# Build A (Basic) Random Forest from Scratch

---

> **Note**: this is intended to be a group work lab or a codealong with the instructor.


## What is a Random Forest?

---

Random Forests are some of the most widespread classifiers used. They are relatively simple to use because they require very few parameters to set and they perform well. As we have seen, Decision Trees are very powerful machine learning models.

Decision Trees have some critical limitations. In particular, trees that are grown very deep tend to learn highly irregular patterns: they overfit their training sets. Bagging helps mitigate this problem by exposing different trees to different sub-samples of the whole training set.

Random forests are a further way of averaging multiple deep decision trees, trained on different parts of the same training set, with the goal of reducing the variance. This comes at the expense of a small increase in the bias and some loss of interpretability, but generally greatly boosts the performance of the final model.

### Feature bagging

Random forests differ from bagging decision trees in only one way: they use a modified tree learning algorithm that selects, at each candidate split in the learning process, a random subset of the features. This process is sometimes called feature bagging. 

The reason for doing this is due to correlation of trees in an ordinary bootstrap sample: if one or a few features are very strong predictors for the response variable (target output), these features will be selected in many of the bagging base trees, causing them to become correlated. By selecting a random subset of the features at each split, we avoid this correlation between base trees, strengthening the overall model.

**For a problem with p features, it is typical to use:**
- `p^(1/2)` (rounded down) features in each split for a classification problem.
- `p/3` (rounded down) with a minimum node size of 5 as the default for a regression problem.

## Lab Instructions

---

**A Random Forest classifier is built satisfying these conditions:**
1. Multiple internal decision tree classifiers will be built as the base models.
- For each base model, the data will be resampled with replacement (bootstrapping).
- Each decision tree will be fit on one of the bootstrapped samples of the original data.
- To predict, each internal base model will be passed the new data and make their predictions. The final output will be a vote across the base models for the class.

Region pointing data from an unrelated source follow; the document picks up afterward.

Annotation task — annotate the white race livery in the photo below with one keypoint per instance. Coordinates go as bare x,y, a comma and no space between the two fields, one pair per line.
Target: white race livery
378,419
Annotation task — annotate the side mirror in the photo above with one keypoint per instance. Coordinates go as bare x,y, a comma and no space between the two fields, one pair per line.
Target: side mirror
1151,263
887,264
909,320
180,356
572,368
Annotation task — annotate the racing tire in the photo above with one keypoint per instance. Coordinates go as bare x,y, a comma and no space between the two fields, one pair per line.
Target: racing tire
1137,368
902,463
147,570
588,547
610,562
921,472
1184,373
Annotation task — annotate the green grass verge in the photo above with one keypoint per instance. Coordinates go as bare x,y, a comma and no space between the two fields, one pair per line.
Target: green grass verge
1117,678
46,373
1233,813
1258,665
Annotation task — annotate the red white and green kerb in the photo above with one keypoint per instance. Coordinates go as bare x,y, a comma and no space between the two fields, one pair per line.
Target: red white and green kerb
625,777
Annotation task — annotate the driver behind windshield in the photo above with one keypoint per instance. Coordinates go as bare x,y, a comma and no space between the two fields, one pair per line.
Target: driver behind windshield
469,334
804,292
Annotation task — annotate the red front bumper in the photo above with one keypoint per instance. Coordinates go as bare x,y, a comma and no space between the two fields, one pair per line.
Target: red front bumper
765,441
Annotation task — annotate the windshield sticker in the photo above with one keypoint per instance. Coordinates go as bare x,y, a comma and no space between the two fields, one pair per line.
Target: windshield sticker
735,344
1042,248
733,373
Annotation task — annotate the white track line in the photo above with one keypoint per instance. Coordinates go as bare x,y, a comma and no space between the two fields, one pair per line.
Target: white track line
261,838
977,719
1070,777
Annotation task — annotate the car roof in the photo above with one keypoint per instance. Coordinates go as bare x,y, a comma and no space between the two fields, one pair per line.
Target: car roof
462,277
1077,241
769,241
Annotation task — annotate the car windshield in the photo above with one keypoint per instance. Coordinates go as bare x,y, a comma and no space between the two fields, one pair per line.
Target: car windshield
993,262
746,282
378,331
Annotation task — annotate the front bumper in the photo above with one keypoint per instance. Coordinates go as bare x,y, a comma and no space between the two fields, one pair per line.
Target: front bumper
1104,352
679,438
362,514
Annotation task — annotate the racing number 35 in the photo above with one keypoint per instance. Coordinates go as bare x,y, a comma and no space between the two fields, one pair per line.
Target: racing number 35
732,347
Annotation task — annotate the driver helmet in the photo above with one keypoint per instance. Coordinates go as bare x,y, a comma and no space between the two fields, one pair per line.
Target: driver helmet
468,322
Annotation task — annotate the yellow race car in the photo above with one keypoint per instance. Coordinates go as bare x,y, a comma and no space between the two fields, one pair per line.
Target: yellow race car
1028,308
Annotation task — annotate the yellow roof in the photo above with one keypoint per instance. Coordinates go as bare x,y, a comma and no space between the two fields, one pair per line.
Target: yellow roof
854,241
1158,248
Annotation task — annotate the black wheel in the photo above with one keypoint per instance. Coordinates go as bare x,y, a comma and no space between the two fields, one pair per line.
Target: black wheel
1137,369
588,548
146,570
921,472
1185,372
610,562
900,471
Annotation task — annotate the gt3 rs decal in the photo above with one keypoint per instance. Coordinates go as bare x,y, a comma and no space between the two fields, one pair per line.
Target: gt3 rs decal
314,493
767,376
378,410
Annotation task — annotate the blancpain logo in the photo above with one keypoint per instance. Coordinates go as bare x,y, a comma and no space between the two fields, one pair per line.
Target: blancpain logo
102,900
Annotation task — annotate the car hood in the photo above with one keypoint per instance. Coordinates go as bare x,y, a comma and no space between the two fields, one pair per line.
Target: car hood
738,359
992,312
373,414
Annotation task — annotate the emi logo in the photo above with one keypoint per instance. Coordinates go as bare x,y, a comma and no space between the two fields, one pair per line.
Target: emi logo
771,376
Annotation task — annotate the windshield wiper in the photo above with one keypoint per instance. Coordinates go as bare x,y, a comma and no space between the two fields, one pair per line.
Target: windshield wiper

**Your custom random forest classifier must:**
1. Accept hyperparameters `max_features`, `n_estimators`, and `max_depth`.
2. Implement a `fit` method.
3. Implement a `predict` method.
4. Implement a `score` method.
5. Satisfy the conditions for random forest classifiers listed above!
6. **You will not be implementing feature bagging in this lab, for the sake of simplicity!**

**Test your random forest classifier on the (pre-cleaned) Titanic dataset and compare the performance to a single decision tree classifier!**

> *Note: you are allowed to use the `DecisionTreeClassifier` class in sklearn for the internal base estimators. This lab is about building the random forest ensemble estimator, not building a decision tree class!*

In [1]:
import matplotlib.pyplot as plt
import numpy as np
import pandas as pd
import seaborn as sns
import scipy.stats as stats

plt.style.use('fivethirtyeight')

%matplotlib inline
%config InlineBackend.figure_format = 'retina'

In [1]:
titanic = pd.read_csv('../data/titanic_clean.csv')

NameError: name 'pd' is not defined

In [3]:
import numpy as np
from sklearn.tree import DecisionTreeClassifier

In [4]:
# This will be the custom, basic version of a Random Forest in the style of
# sklearn's models
class RandomForest(object):
    
    def __init__(self):
        pass
        
    def fit(self):
        pass
    
    def predict(self):
        pass
    
    def score(self):
        pass